I am a rabbi serving the Jewish community of Santa Cruz County and a Watsonville resident for 16 years. I teach at the time of the scheduled board meetings, so I have been unable to attend and express my concerns about the CRE contract in person. My class was not in session during the most recent meeting as it was Passover, and I was able to witness firsthand what other Jewish community leaders have been enduring: outright antisemitism proclaimed in the name of “no antisemitism.”
One of the board trustees took great glee in gloating that those who opposed this contract “lost” in our resistance to the motion. Further, the trustee declared that the Jews who opposed CRE cared only about ourselves – that other pressing issues like immigration and the attacks on immigrants were of no concern to us.
I was speechless.
As if this trustee knows me, or the other members of the Jewish community who opposed CRE. As if this trustee knows I have protested at Immigration and Customs Enforcement (ICE) offices in Morgan Hill and have gone to the border in El Paso, Texas, with the Poor People’s Campaign to stand up for immigrant rights, that I expanded and directed an award-winning middle school prejudice awareness curriculum used in school districts across the United States and was a member of the Watsonville Policing and Social Equity ad-hoc committee. My values are rooted in my Jewish religion that teaches me to care for the stranger, the poor, to love my neighbor as myself.
Even as some board trustees were insisting there is no antisemitism in the curriculum, they used conventional antisemitic tropes to “prove” their points. They spoke of Jewish power and Jewish wealth, which had no relevance to the points they were trying to make that no antisemitism is present in the curriculum. By using this language, they demonstrated that they don’t know what antisemitism is.
I am not alone in feeling this way – the trustees’ comments have garnered statewide attention and criticism from the Anti-Defamation League.
As a mature adult, I accept when my point of view is not the majority. But to me, democracy is about the winning side taking into account the needs of the minority. Instead of pointing at the Jews in attendance and proclaiming that we are losers, if I were a trustee this is what I would have said:

“We heard your concerns. While we believe our ethnic studies program has no antisemitic agenda, we hear that you don’t agree and have grave apprehensions. As we go forward, we will be looking for any expressions of antisemitism in the agenda. We will consult with local rabbis and leaders of the Jewish community and other experts. We will do everything in our power to make sure that every student participating in this curriculum feels welcome and safe. Now we hope we can all come together as a community and rebuild a truly unified school district.”

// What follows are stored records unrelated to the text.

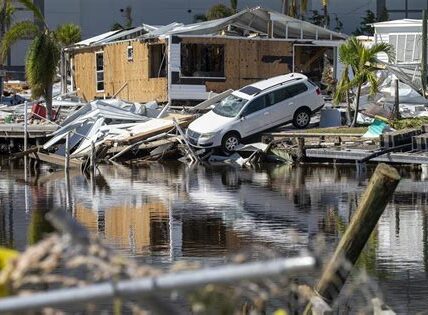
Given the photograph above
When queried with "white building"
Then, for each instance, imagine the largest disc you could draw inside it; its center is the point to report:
(405, 36)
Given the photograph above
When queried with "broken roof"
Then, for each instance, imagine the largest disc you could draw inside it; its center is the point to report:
(246, 23)
(401, 23)
(254, 20)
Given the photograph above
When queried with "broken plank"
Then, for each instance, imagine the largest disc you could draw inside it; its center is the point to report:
(55, 159)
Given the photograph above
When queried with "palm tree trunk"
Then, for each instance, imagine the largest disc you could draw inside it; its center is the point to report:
(348, 112)
(357, 105)
(48, 99)
(326, 19)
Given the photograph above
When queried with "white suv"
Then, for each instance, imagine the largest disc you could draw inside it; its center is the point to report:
(255, 108)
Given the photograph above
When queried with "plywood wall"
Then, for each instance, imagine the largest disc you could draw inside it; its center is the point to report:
(248, 61)
(118, 71)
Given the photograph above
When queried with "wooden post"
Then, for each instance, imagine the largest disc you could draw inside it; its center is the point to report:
(67, 152)
(301, 149)
(25, 138)
(397, 100)
(373, 202)
(93, 157)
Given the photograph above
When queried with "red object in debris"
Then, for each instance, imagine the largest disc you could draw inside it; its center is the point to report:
(40, 111)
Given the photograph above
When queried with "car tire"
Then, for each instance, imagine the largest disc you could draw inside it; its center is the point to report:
(302, 118)
(230, 141)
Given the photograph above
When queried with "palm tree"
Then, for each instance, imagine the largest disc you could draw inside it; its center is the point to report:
(362, 61)
(294, 8)
(6, 13)
(43, 54)
(325, 10)
(68, 34)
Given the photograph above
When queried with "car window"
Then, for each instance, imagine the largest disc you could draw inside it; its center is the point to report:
(230, 106)
(280, 95)
(296, 89)
(255, 105)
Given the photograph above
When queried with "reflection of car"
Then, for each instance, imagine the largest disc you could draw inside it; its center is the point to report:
(255, 108)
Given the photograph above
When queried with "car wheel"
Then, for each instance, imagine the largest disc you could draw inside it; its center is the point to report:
(230, 142)
(302, 118)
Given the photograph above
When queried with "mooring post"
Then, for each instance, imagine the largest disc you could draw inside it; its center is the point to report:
(397, 99)
(25, 138)
(93, 157)
(25, 125)
(67, 152)
(373, 202)
(300, 149)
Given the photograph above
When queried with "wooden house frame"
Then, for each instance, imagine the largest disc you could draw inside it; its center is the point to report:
(180, 63)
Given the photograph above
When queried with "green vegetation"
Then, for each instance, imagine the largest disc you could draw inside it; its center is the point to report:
(68, 34)
(362, 60)
(44, 52)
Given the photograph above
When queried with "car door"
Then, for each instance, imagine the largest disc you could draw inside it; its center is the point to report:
(286, 101)
(255, 116)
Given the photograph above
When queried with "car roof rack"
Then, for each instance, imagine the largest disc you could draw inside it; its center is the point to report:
(278, 84)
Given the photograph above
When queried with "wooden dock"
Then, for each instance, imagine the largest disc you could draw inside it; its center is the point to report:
(338, 154)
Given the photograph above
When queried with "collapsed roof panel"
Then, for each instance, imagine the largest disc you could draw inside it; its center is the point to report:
(256, 20)
(250, 22)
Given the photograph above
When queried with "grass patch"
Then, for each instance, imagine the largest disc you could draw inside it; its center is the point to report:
(405, 123)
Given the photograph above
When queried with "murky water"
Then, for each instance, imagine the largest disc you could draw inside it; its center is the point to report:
(161, 213)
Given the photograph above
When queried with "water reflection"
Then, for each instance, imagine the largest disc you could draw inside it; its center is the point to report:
(165, 212)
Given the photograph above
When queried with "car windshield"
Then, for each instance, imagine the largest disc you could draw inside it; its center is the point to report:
(230, 106)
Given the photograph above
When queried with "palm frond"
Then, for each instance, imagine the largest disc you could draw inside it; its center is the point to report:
(382, 48)
(374, 84)
(20, 30)
(29, 4)
(68, 34)
(41, 64)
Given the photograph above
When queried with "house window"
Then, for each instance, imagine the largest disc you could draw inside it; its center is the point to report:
(202, 60)
(407, 47)
(157, 60)
(99, 64)
(130, 53)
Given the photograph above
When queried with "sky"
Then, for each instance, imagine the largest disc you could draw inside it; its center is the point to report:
(350, 12)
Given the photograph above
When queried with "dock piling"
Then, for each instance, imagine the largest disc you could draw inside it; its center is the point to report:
(374, 200)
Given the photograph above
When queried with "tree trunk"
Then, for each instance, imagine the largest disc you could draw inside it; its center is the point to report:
(326, 19)
(48, 99)
(348, 111)
(357, 105)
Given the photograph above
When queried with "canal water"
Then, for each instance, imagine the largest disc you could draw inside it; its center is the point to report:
(160, 213)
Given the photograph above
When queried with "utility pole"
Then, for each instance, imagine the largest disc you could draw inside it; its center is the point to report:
(3, 13)
(424, 52)
(285, 6)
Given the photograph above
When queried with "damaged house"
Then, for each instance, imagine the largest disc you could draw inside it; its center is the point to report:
(176, 62)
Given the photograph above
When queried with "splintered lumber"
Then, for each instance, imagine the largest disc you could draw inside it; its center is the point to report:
(55, 159)
(20, 155)
(182, 122)
(374, 200)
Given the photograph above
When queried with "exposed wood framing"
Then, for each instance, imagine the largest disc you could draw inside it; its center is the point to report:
(118, 70)
(247, 61)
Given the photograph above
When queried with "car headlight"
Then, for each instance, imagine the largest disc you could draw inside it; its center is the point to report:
(209, 135)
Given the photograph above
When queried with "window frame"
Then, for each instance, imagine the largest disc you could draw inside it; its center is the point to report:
(203, 77)
(129, 56)
(101, 52)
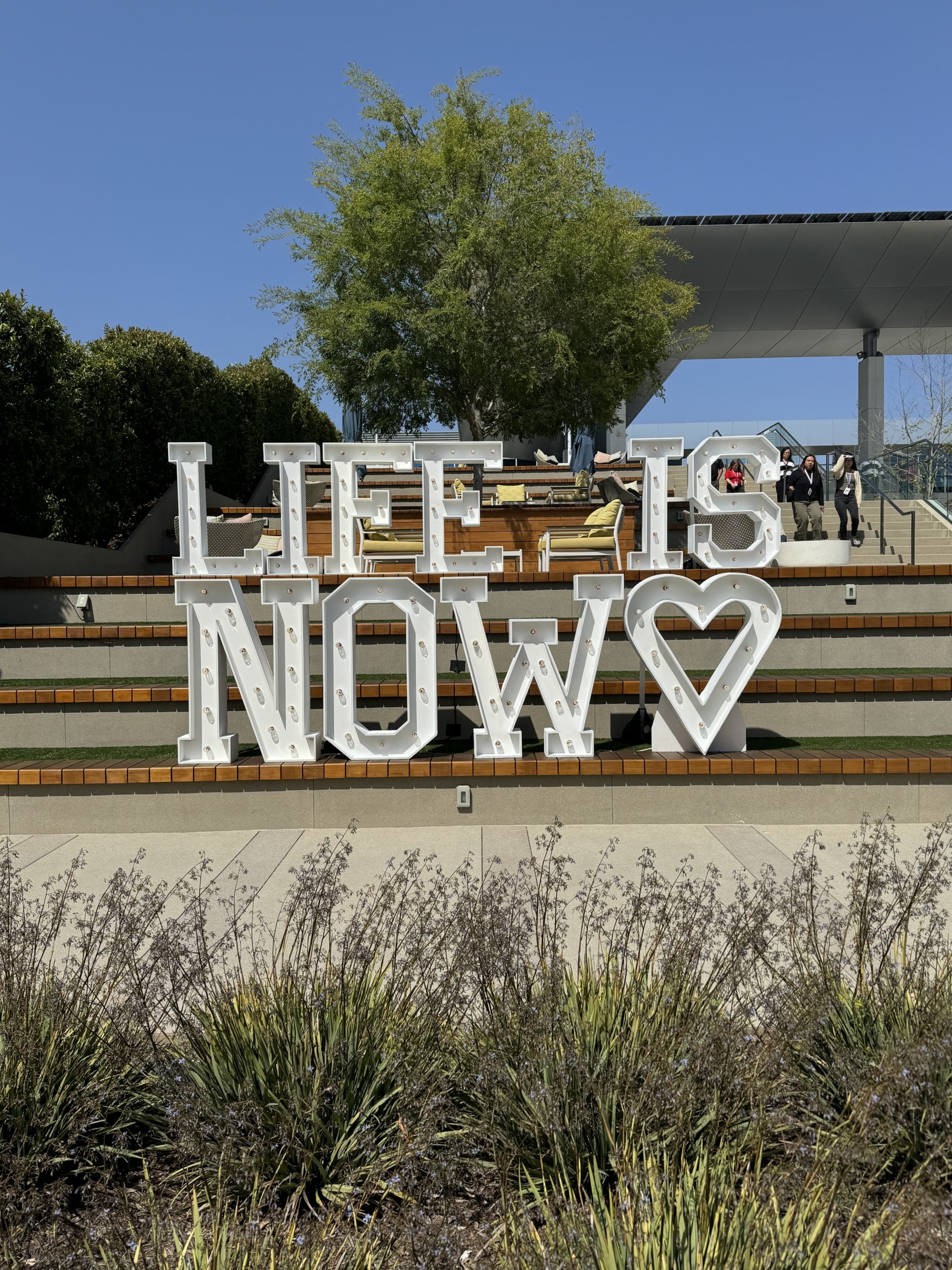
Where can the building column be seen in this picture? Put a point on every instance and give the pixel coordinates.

That is how leaders react, not by gloating about their win but by offering a hand in friendship and reconciliation.
Rabbi Debbie Israel is a community rabbi in Santa Cruz County. She is rabbi emerita of Congregation Emeth, serving the Jewish communities of Morgan Hill, Gilroy, Hollister and South San Jose. She is a founder of the Interfaith Clergy Alliance and the Interfaith Community of South County (Morgan Hill and Gilroy), where she continues to serve as the clergy liaison and advisor to the lay group. Prior to entering rabbinical school, she was editor and co-publisher of Noah’s Ark, a Newspaper for Jewish Children, an international, award-winning publication with over a million readers.